Armstrong seriously developed his cornet playing in the band of the New Orleans Home for Colored Waifs, where he had been sent multiple times for general delinquency, most notably for a long term after firing his stepfather's pistol into the air at a New Year's Eve celebration, as police records confirm. Professor Peter Davis (who frequently appeared at the Home at the request of its administrator, Captain Joseph Jones)[9] instilled discipline in and provided musical training to the otherwise self-taught Armstrong. Eventually, Davis made Armstrong the band leader. The Home band played around New Orleans and the thirteen year old began to draw attention to his cornet playing, starting him on a musical career.[10]At fourteen he was released from the Home, and living again with his father and new stepmother, and then back to his mother and also back to the streets and its temptations. Armstrong got his first dance hall job at Henry Ponce’s where Black Benny became his protector and guide. He hauled coal by day and played his cornet at night.

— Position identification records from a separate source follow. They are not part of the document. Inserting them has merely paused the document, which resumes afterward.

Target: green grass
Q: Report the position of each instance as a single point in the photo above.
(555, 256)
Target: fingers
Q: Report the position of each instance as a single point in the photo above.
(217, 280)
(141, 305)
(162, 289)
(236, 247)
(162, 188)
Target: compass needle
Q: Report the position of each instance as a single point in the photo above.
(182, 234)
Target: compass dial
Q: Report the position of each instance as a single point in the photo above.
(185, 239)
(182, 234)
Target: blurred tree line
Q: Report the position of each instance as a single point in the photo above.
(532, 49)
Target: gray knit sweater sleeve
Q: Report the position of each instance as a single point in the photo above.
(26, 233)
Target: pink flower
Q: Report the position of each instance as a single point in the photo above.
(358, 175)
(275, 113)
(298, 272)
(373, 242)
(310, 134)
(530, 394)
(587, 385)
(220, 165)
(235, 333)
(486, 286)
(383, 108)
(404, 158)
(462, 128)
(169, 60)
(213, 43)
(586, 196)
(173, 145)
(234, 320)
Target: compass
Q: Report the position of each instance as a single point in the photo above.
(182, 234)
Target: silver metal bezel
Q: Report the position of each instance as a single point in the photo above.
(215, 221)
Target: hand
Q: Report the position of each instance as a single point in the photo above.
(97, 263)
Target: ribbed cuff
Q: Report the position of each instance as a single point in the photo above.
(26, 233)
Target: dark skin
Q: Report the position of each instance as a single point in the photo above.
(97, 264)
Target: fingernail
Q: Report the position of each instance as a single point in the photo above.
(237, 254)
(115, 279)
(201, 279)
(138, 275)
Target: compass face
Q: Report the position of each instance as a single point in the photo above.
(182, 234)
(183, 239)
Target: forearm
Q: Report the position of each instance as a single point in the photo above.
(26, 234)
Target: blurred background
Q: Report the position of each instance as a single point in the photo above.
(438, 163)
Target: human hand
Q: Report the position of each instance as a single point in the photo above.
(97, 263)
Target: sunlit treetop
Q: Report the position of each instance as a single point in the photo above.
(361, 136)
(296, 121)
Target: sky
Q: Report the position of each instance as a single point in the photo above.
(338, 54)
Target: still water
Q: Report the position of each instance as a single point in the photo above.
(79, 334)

He also played in the city's frequent brass band parades and listened to older musicians every chance he got, learning from Bunk Johnson, Buddy Petit, Kid Ory, and above all, Joe "King" Oliver, who acted as a mentor and father figure to the young musician. Later, he played in the brass bands and riverboats of New Orleans, and first started traveling with the well-regarded band of Fate Marable which toured on a steamboat up and down the Mississippi River. He described his time with Marable as "going to the University," since it gave him a much wider experience working with written arrangements.

In 1919, Joe Oliver decided to go north and he resigned his position in Kid Ory's band, then regarded as the best hot jazz group in New Orleans. Armstrong replaced his mentor and played second cornet. Soon he was promoted to first cornet and he also became second trumpet for the Tuxedo Brass Band, a society band.